It is a truth universally acknowledged that a writer whose latest post is scheduled to publish on Labor Day must, when considering topics, find herself muttering, “Well, shouldn’t I write something about work?”
And so, because there are many, many things to say about the work of writing, I put together a long list of short thoughts on the topic.
- Writing is the easiest work you’ll ever do, more joy than labor, a flurry of words pouring from your fingers onto the page so beautifully and smoothly you’re more witness than worker. Some days.
- On other days, it’s so hard and slow and yes, laborious, that you feel you must be doing it wrong because if it’s this hard how could anyone possibly force themselves to do it?
- You will be surprised one day, many months after you’ve written something and circled back to it, when you can’t tell the words you wrote in mood #1 from the words you wrote in mood #2.
- You will want to quit.
- You will almost certainly quit at least once.
- You will start again when it has become obvious to you that quitting isn’t working out.
- It’s work and it’s magic and it’s a mad alchemy.
- You’ll learn just as much from other people’s work as you do from your own.
- People who aren’t writers themselves probably will not understand what it’s like for you when the work is going poorly.
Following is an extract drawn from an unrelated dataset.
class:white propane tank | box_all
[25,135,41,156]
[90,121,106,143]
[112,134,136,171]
They may sympathize, they may comfort you, and thank goodness for that, but still, they won’t truly understand.
- The work you do is yours in a primal and important way, but that doesn’t mean that it won’t be better if you work with other people. You owe it to yourself to try.
- No work is ever wasted. Even if you delete thousands of words from a draft, you are a different and better writer because you wrote them.
- Effort doesn’t show. Never keep a scene or a character or even a book because you say to yourself, But I worked so hard on it. (See also #3 and #11.)
- “I worked so hard on it” also doesn’t get you an agent.
- Or a publisher.
- Or readers.
- Everyone works differently. You don’t have to write every day or write what you know or stick to any other particular process that happens to work for other people. Even if it works for a lot of other people. All that matters is whether it works for you.
- Like those writers who type out novels on their iPhones with one hand while commuting to their day jobs on the subway? Awesome. That’s fantastic. But it doesn’t mean you’re any less of a writer if you don’t work the way they do.
- And don’t judge other writers for how they work. It should go without saying, but alas, sometimes it has to be said.
- You don’t have to be producing words to be working. Thinking, observing, planning, all these are important parts of the writing process. It’s not all about word count.